Mother and I went out to dinner with the Kanes, old friends of the family. We dined at the Shore Terrace, a new and swanky night club in M— complete with orchestra, floor show, and tables for a hundred or more! And then to think back to when I used to go to the public school here, and to when I heard Mr. Kane tell of how his father came to M— in 1892 and how for a couple years they had no gas or electricity and had to pump their own water! When Mr. Kane built his present house about 1900, M— was a village of not even 200 people. Those were the days when everyone in the village knew everyone else and the whole village would have parties down by the bay. Now he hardly knows a soul as he stands with the crowd taking the morning train for New York.

Though much of Win’s descriptions refer to a town and neighborhood alien to my experience there, I did have a bolt of recognition when he described the library as it existed in 1942:

M—‘s new population uses the same library which was functioning when I was born – a tiny one-room affair which used to be supported privately at an annual cost of $300. It is now under the Board of Education and has a budget of $5,000. I don’t know how this shanty can gobble up so much money in a year.

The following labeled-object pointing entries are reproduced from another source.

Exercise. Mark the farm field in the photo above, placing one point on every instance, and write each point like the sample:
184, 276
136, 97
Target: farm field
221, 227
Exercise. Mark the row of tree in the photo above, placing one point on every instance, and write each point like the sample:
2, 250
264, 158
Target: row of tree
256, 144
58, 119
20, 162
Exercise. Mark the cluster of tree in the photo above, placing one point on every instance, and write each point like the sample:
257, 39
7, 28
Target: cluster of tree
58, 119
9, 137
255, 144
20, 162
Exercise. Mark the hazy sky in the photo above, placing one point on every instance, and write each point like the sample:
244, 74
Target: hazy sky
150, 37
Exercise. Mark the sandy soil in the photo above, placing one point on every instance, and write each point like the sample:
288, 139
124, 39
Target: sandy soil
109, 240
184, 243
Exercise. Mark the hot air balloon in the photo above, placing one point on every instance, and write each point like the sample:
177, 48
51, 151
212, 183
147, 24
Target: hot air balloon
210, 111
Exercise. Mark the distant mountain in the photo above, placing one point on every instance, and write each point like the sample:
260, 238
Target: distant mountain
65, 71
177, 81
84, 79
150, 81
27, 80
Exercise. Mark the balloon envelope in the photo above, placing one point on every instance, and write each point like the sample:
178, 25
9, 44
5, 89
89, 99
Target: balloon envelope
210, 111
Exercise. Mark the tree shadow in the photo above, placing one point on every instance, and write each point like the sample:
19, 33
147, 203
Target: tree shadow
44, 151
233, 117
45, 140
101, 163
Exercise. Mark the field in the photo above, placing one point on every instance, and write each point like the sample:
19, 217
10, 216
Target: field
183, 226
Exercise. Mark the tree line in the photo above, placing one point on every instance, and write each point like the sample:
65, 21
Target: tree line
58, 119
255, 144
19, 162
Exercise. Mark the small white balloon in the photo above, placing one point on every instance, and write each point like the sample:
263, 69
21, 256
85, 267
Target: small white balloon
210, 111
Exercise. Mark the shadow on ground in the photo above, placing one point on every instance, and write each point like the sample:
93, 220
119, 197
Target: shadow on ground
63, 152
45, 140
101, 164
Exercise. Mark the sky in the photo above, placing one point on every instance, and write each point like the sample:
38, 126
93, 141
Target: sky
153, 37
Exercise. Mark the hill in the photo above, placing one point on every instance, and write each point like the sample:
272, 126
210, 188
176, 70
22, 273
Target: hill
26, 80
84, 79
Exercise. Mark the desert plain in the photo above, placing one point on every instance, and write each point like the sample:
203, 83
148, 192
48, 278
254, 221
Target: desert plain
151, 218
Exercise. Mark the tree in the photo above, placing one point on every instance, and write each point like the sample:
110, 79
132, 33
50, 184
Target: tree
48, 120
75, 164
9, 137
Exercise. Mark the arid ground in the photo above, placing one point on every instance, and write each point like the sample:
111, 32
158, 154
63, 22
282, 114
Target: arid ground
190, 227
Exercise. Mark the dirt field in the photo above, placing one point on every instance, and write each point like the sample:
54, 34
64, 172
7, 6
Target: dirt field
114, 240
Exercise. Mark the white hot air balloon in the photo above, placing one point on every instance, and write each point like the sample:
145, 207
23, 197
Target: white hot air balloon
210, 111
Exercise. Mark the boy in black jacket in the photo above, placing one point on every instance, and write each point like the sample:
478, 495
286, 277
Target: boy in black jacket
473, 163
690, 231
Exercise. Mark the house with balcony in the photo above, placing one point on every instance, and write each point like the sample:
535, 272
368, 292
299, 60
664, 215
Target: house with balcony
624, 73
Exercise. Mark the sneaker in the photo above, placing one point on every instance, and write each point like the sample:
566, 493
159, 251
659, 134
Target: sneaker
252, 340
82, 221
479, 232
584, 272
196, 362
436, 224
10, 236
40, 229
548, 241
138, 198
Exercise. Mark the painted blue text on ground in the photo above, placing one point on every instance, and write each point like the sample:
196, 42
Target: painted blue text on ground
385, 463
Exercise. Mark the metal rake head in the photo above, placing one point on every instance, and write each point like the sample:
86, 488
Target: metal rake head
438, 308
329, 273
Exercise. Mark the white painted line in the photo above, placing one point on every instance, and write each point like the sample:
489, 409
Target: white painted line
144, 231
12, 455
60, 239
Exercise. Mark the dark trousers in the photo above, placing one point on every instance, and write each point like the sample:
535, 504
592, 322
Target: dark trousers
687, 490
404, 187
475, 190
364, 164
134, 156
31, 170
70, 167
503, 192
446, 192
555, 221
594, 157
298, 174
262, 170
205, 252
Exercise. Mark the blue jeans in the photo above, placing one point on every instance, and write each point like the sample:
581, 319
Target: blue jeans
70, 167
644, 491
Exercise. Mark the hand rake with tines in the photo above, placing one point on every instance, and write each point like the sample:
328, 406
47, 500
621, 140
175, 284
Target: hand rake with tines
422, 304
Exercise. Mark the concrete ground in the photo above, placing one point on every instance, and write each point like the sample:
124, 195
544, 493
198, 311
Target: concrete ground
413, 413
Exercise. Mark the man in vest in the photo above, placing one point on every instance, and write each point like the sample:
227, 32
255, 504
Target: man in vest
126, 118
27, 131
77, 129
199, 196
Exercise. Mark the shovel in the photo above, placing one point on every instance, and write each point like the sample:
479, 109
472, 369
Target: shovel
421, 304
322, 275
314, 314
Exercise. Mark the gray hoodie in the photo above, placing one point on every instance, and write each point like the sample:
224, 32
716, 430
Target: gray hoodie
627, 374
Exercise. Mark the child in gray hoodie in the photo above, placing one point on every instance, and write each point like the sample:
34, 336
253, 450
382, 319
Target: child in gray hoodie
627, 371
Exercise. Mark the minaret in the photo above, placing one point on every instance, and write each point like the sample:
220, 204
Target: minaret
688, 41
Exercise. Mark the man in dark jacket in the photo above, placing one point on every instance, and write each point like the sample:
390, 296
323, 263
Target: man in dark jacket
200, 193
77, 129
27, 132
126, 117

In my day, this library was still a shanty, although it had several narrow extensions also crammed with books. I remember my mother taking me there and my studious perusal of shelf after shelf of plastic-sheathed books. It was on wooded grounds next to the Catholic Church, itself on a large plot harboring a tan brick steepled ediface, a grade school, an old-house turned rectory, a nun’s quarters, and an extensive parking lot. By the time I left town, a new, modern library had been constructed on land at the other side of the church. When we visited M— in the ‘90s, the shanty was still standing and in use in some official capacity. A lot of people loved that old shack, I think, notwithstanding Win’s scorn.